I’m sure you’ve heard how poisonous mistletoe is to the human digestive system.  According to poison.org, there is a difference in toxicity between the European and North American plants, with the European mistletoe being the more toxic of the two.  The poison site says the North American plant is reported to be poison, probably due to guilt by association to its European relative.  Their study found differently.  

“Our study examined the outcomes of 1,754 American mistletoe exposures.  The overwhelming majority of exposures occurred during the Christmas season when American mistletoe is used decoratively.  Children accounted for 92 percent of these cases, and 96 percent of all exposures were by swallowing.  The vast majority of patients had no symptoms, and there were no fatalities, including 72 people who swallowed mistletoe on purpose” (poison.org).  You gotta love those last 72 brave souls.  I’m sure they did that in the name of science.

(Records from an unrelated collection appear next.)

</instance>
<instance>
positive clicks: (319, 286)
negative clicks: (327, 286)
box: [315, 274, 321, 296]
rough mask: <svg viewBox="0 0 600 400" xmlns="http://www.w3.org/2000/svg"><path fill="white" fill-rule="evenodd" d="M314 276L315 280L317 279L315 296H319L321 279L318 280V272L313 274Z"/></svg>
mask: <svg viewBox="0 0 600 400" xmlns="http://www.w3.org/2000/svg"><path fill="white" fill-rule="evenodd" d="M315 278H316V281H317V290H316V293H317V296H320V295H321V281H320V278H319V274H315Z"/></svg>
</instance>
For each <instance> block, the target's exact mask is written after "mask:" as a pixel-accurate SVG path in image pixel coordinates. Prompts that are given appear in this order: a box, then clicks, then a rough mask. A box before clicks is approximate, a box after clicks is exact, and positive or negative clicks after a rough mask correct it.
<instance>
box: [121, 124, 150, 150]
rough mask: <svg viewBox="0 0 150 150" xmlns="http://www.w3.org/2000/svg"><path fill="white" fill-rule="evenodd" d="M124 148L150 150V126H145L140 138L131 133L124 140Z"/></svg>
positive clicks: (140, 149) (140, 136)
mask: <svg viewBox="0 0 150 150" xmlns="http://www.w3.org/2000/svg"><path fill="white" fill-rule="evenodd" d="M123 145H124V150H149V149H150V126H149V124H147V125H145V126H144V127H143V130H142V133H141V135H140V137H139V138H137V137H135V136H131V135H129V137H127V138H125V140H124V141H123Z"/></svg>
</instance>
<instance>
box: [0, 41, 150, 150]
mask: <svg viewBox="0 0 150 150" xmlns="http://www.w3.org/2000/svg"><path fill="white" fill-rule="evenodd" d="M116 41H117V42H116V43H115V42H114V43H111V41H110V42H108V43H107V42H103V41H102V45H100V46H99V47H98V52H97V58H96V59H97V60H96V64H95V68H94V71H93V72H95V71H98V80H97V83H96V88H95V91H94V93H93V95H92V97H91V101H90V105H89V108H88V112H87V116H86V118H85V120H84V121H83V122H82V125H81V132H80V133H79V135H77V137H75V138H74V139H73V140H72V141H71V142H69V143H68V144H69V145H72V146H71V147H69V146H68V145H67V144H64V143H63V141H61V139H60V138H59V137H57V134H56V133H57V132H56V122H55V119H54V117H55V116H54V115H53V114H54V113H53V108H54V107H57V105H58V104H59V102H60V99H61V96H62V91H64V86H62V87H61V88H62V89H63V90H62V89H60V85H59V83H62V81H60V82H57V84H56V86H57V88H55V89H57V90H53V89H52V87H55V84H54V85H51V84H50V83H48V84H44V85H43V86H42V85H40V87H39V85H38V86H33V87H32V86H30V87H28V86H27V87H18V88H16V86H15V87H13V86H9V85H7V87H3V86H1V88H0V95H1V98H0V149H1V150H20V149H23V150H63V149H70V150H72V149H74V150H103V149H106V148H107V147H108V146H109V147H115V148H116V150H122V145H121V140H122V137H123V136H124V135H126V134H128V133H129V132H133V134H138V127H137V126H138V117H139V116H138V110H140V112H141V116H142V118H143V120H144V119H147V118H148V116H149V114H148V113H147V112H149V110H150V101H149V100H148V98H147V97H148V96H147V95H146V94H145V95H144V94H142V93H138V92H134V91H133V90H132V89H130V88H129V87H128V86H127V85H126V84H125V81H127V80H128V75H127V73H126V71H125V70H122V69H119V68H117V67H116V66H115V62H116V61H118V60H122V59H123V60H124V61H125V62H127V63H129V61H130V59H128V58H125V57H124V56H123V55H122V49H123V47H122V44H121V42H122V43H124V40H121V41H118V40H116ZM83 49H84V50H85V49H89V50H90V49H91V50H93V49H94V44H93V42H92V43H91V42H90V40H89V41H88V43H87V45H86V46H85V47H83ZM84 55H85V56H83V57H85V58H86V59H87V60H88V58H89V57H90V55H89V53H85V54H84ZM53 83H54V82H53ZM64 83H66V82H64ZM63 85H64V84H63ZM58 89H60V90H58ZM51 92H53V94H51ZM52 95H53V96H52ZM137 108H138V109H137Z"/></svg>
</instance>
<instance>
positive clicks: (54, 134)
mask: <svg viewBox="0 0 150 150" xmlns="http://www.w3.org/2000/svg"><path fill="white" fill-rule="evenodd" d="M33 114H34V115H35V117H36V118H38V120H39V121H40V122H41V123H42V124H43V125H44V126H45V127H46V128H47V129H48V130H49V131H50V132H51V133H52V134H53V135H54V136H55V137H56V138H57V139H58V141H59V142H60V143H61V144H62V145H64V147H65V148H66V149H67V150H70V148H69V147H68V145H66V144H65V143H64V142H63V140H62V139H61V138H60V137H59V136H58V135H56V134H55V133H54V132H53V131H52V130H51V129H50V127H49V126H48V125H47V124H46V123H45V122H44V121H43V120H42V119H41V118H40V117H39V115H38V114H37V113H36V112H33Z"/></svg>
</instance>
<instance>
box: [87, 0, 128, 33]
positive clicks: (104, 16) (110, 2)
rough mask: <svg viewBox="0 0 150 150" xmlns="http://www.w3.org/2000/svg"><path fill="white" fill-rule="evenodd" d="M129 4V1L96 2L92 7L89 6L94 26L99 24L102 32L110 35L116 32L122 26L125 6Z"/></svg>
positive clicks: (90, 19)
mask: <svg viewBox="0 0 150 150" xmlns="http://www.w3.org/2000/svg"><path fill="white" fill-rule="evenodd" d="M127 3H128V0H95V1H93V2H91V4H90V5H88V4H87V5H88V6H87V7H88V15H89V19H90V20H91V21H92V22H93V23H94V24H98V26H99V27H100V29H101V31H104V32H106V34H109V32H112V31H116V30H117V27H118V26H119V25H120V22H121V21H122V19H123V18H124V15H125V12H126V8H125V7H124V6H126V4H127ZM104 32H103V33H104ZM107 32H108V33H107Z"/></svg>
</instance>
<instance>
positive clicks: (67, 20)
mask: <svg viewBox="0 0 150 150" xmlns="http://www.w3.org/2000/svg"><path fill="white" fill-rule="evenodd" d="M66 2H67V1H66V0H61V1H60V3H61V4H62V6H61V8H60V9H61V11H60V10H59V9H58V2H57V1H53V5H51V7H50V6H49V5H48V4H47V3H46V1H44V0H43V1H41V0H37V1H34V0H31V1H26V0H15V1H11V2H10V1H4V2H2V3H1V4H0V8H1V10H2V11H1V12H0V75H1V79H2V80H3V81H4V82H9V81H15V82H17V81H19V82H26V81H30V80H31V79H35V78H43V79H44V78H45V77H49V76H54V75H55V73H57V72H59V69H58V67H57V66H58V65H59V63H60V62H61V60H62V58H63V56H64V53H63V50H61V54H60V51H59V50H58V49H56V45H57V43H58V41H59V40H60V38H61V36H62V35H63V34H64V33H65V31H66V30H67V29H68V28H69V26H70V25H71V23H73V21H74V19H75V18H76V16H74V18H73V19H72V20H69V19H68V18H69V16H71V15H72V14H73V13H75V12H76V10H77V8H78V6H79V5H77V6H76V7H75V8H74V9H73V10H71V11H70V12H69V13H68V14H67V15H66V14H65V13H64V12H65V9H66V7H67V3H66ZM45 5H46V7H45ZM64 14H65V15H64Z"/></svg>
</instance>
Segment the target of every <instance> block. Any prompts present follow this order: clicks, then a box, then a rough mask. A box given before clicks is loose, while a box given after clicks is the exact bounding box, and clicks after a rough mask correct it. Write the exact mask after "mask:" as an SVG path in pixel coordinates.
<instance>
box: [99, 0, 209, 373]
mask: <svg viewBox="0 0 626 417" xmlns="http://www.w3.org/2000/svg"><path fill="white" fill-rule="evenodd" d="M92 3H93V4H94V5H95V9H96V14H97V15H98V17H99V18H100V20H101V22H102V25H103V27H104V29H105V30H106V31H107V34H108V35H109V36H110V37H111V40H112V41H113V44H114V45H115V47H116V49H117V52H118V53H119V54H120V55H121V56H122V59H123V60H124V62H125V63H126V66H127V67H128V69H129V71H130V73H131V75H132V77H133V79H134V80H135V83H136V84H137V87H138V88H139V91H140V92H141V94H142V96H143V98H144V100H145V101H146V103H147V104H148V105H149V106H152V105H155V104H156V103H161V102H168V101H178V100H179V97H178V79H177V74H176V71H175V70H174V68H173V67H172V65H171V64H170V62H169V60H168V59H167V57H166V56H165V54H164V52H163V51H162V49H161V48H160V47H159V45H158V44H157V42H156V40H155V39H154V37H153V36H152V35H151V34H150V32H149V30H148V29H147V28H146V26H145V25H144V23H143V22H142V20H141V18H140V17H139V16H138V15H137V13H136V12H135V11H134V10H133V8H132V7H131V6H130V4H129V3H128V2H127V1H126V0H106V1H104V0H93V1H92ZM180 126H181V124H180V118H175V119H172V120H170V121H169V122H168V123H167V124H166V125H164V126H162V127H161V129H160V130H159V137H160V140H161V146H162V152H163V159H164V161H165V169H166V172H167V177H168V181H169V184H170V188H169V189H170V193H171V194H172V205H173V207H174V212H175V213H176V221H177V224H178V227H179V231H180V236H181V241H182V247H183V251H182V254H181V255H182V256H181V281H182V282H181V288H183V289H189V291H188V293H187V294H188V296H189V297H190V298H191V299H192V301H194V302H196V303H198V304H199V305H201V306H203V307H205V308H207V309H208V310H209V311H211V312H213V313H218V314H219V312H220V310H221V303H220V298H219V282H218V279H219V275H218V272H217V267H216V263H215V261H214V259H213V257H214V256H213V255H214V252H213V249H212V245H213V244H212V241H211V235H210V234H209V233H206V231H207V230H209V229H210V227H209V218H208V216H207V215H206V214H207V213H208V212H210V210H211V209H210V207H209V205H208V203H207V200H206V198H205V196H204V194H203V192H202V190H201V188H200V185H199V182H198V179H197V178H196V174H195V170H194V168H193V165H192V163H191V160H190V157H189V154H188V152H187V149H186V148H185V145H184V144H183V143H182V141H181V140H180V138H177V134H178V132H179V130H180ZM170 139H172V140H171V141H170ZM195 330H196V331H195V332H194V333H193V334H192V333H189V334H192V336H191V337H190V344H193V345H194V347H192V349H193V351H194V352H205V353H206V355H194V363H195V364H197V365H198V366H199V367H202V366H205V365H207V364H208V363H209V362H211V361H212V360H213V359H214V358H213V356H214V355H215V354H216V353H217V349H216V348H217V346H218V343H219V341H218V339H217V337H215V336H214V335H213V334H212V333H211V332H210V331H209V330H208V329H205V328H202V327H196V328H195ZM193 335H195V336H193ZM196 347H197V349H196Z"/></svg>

I discovered another interesting parasite just this fall.  Garey brought in a small papery ball he found on an oak leaf.  When Garey finds a thing he can’t identify, he always brings it too me, because he knows I will search to the ends of the earth till I find out what it is.  I have two of those nature apps on my phone, so I took a picture of the papery ball and waited for a result.  

The papery ball turned out to be a gall, made by the Oak Apple Wasp, another creative little parasite.  “The entire life cycle of an oak apple wasp, spread over two years, happens on one single oak tree” (brandywine.org).  The life cycle begins underground in the roots of the oak tree.  Wasp larvae hatch and feed on oak tree roots.  Larvae becomes pupae, and from pupae to wingless adult females.  In the spring of the second year, the female wasp emerges from the ground and climbs the oak tree to the leaves.  The adult wasp injects an egg into the veins of the new oak leaf, where the gall begins to form.  It is the hatching egg, releasing chemicals and hormones, that causes the small ball to form on the leaf.  The ball becomes home to wasp larvae.  In June or July, the larva becomes a pupa, then an adult wasp, who exits the gall by making a hole.  The gall falls to the ground—where Garey found it and brought it to me.  The males and females mate, the female goes back underground to the oak’s roots, and the cycle begins again (brandywin.org).

According to the research, Oak Apple Wasps don’t hurt humans—they are only about ¼ of an inch long—are beneficial to birds as food, and they don’t hurt oak trees.  Of course, that’s human observation, nobody asked the oak tree.  Mistletoe, on the other hand, can take over a tree, causing the tree to be stunted, or in draught conditions, to die (arborilogical.com).

The word “parasite” comes from Latin parasitus and Greek parasitos and means, “one who eats at the table of another” (Wikipedia.org).  You know what this means.  We have all been parasites at one time or another.